Unlike some of his contemporary media heads, Mehta nurtured a mellow aloofness from politicians. When his rivals hankered after a Rajya Sabha seat from this or that party, he would be slouching pen in hand over a “bloody good story”.

“No wonder, then, that for every proprietor who dispensed with Mehta’s independent-minded editorship, after finding it politically expensive, there was always a new one coming along, sooner or later, asking him to launch or resuscitate something,” wrote Anjali Puri in the Business Standard.

These firings and hirings, which Mehta came to wear as badges of honour in his later years, when the tumult became a distant memory, are narrated with relish in the two books that contain his memoirs, Lucknow Boy and Editor Unplugged.

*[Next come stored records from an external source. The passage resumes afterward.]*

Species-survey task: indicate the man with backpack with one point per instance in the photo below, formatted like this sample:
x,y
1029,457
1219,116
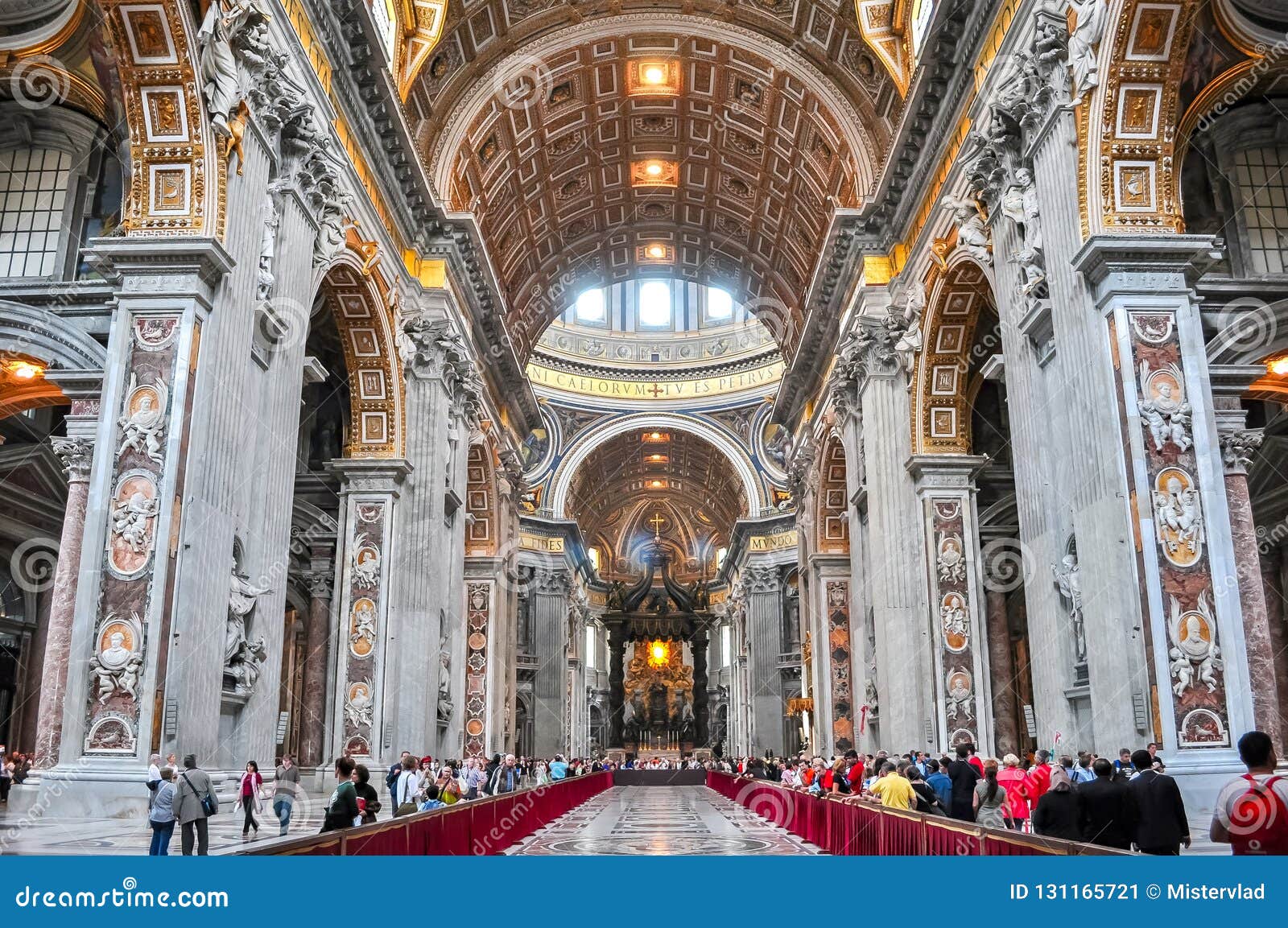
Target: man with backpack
x,y
1253,811
195,802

“Frank & direct in his opinions, Vinod Mehta will be remembered as a fine journalist & writer,” tweeted Prime Minister Narendra Modi of the man who could hardly be described as his sympathiser.

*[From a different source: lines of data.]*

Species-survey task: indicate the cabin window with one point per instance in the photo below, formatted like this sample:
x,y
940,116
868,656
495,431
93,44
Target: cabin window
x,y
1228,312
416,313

“I am a Congress stooge, on Sonia Gandhi’s payroll,” Mehta would unfailingly taunt his more gross critics while pouring vitriol at the Congress party’s lacklustre tenure.

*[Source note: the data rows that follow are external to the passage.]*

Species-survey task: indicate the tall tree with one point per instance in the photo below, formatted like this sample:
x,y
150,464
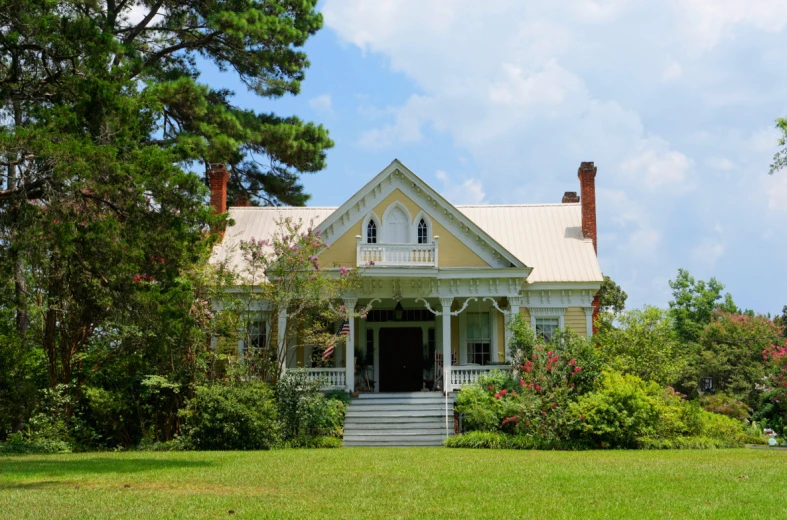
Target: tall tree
x,y
780,158
611,297
109,117
693,304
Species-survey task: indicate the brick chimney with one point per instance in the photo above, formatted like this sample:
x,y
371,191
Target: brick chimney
x,y
218,176
587,185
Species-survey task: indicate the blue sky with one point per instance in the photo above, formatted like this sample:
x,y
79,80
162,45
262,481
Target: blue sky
x,y
499,102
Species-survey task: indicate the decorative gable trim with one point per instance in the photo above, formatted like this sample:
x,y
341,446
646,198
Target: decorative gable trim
x,y
397,176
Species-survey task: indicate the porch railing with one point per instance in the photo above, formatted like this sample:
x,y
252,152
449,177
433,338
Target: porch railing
x,y
468,375
330,378
402,255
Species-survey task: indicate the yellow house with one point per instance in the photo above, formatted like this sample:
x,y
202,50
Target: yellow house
x,y
440,277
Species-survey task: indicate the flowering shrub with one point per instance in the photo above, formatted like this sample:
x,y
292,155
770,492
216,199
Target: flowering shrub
x,y
626,409
533,401
774,406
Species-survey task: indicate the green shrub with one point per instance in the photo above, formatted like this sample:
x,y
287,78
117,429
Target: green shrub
x,y
626,409
726,405
623,409
19,444
314,442
479,409
685,443
305,411
238,416
505,441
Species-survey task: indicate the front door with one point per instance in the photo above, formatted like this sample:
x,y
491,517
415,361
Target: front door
x,y
401,359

Mehta had successfully launched Sunday Observer, Independent and Pioneer, apart from authoring the biographies of actress Meena Kumari and politician Sanjay Gandhi. But his most enduring memory will be that of 17 years he spent as editor of Outlook, a magazine he created after his own image as the last word on journalistic integrity.

Born in pre-partition Rawalpindi, Vinod Mehta grew up in Lucknow, straddling two diverse cultures and blending them in a fine persona he will be remembered for.